Il vecchio continente versa in uno stato di profonda angustia, frammista a risentimento e nostalgia per un passato che non potrà tornare, una volta disintegrata l’Unione Europea. Questi sentimenti si nutrono giorno dopo giorno di ignoranza, populismo, angoscia, demagogia, disinformazione, ed è prevedibile che si determini l’implosione dell’intero sistema perché in Europa, come ha sostenuto George Friedman: «historically conflict is due to emerge again».
Le istituzioni comuni europee, peraltro, sono state concepite per amministrare la prosperità nella libertà, più che per governare la complessità di spirali recessive. Dopo il crollo del muro di Berlino, stati dittatoriali, partiti estremisti, fazioni terroristiche, mafie, hanno acquisito una forza eccezionale e, sfruttando la crisi delle élites pubbliche, hanno minato il modello democratico.

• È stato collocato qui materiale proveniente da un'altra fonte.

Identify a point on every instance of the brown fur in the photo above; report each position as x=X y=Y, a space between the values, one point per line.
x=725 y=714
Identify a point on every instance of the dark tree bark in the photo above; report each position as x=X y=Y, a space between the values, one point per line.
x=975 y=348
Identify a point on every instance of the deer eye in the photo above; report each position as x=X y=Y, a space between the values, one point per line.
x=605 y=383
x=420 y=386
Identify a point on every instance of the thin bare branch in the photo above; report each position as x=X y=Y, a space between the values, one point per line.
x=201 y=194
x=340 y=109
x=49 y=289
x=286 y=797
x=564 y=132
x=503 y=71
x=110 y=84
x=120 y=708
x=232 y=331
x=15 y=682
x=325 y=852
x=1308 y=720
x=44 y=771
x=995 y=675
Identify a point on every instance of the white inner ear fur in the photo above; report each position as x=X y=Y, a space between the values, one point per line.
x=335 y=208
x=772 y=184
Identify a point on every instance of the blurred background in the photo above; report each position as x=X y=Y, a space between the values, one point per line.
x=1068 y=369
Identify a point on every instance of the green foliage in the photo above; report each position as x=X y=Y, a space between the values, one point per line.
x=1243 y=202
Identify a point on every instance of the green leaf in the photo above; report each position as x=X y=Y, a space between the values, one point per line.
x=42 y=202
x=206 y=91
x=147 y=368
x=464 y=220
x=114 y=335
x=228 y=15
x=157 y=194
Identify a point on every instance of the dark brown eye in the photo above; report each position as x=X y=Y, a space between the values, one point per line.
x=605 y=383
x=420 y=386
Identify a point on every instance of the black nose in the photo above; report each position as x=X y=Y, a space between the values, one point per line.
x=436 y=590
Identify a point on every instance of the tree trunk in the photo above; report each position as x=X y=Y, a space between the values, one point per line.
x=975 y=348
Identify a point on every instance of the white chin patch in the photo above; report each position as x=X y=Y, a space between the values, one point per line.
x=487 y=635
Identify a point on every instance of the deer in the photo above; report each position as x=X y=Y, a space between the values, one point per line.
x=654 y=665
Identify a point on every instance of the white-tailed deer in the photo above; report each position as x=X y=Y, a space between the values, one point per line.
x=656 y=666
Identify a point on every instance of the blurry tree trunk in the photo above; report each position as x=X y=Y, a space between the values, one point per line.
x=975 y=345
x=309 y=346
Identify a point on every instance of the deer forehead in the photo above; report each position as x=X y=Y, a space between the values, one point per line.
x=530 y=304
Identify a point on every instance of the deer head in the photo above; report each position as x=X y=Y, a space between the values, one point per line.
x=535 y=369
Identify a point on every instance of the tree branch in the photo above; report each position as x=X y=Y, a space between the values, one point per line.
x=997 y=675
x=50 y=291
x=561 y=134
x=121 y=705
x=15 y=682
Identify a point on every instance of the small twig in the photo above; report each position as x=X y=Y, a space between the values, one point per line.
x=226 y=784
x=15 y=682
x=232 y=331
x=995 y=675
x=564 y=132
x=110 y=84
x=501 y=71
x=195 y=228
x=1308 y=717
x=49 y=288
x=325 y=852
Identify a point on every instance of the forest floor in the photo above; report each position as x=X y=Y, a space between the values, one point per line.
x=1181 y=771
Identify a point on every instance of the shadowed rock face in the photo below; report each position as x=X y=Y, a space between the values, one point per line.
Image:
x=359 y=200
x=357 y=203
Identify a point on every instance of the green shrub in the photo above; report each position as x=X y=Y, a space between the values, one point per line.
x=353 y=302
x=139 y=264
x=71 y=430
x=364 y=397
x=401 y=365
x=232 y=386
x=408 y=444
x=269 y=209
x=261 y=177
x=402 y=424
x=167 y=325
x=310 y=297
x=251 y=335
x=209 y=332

Russia, Cina, Iran, non sono nazioni democratiche. In paesi europei come Italia, Francia, Ungheria, ma anche in Turchia, Filippine, Sudafrica, Bangladesh, Tanzania, si assiste al declino della legal civilisation, al diffondersi di una disposizione naturale delle persone all’accettazione di comportamenti illiberali, che possono soltanto spianare la strada a sistemi autocratici. Per tacere dello Jihādismo, la cui strategia, lontana dall’essersi esaurita, è atta a destabilizzare l’ordine politico di stati e modelli politici già fragili, in Asia e in Africa.
Per facilità di espressione, chiameremo queste entità col nome di forze dispotiche, soggetti in grado di armonizzare i propri interessi geostrategici in funzione anti-occidentale. Spiegava Giovanni Sartori: «In passato il dittatore rovesciava la democrazia, il passaggio all’autocrazia era manifesto, rivoluzionario. Oggi questo processo avviene senza alcuna rivoluzione, senza neppure bisogno di riforme. Il caso più potente è la Russia di Putin: formalmente resta un sistema semipresidenziale, ma di fatto un uomo solo si è impadronito del potere e di tutti i contropoteri previsti per contrastarlo».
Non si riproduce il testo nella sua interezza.